It was just for fun; I am really sorry if I‘ve offended you that was not my intention.


----------



## likith_jogi

Thanks Ecureilx,

I hv 2+ Exp in Linux, i'm giving my rhce exam this month. i visited this website Ministry of Manpower Singapore and i did "Self Assessment Tool for Employment/S Pass" for visa. but this is wat i got it


Result


Based on the information you have provided, the individual is likely to qualify for both Employment Pass (EP) and S Pass.



This does not represent an approval and the result does not take into account:
1) The Employer's Profile (e.g lack of quota for S Passes) and
2) Candidate's Antecedent (e.g previous offence)

These will be evaluated when you make the actual application.

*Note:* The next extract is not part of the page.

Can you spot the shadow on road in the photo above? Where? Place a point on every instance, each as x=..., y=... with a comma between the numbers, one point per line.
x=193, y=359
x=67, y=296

i'm still thinking wat to do, plz guide me through this.

Thanks,
Likith


----------



## ani_india

likith_jogi said:


> Thanks Ecureilx,
> 
> I hv 2+ Exp in Linux, i'm giving my rhce exam this month. i visited this website Ministry of Manpower Singapore and i did "Self Assessment Tool for Employment/S Pass" for visa. but this is wat i got it
> 
> 
> Result
> 
> 
> Based on the information you have provided, the individual is likely to qualify for both Employment Pass (EP) and S Pass.
> 
> 
> 
> This does not represent an approval and the result does not take into account:
> 1) The Employer's Profile (e.g lack of quota for S Passes) and
> 2) Candidate's Antecedent (e.g previous offence)
> 
> These will be evaluated when you make the actual application.
> 
> i'm still thinking wat to do, plz guide me through this.
> 
> Thanks,
> Likith


All these things 'll make sense after you get a job in Singapore. You shouldn't worry about S pass/EP etc before getting a JOB....

Just to clarify , The visa system in Singapore is different from US H1B (Tier 1 in UK). You first need to get a job before being eligible to apply for any work related visa.


----------



## likith_jogi

Hi Ani,

Thanks man :yo: :yo: , would it be possible to gv me some consultancy details if u know any.

mail me [email protected].

Thanks again 
Likith


----------



## simonsays

likith_jogi said:


> Thanks Ecureilx,
> 
> I hv 2+ Exp in Linux, i'm giving my rhce exam this month. i visited this website Ministry of Manpower Singapore and i did "Self Assessment Tool for Employment/S Pass" for visa. but this is wat i got it
> 
> 
> Result
> 
> 
> Based on the information you have provided, the individual is likely to qualify for both Employment Pass (EP) and S Pass.
> 
> 
> 
> This does not represent an approval and the result does not take into account:
> 1) The Employer's Profile (e.g lack of quota for S Passes) and
> 2) Candidate's Antecedent (e.g previous offence)
> 
> These will be evaluated when you make the actual application.
> 
> i'm still thinking wat to do, plz guide me through this.
> 
> Thanks,
> Likith


I would also add "employer's interest to recruit foreigners, in the current climate .. " 

and especially in view of increased rejections of EP applications .. and renewals


----------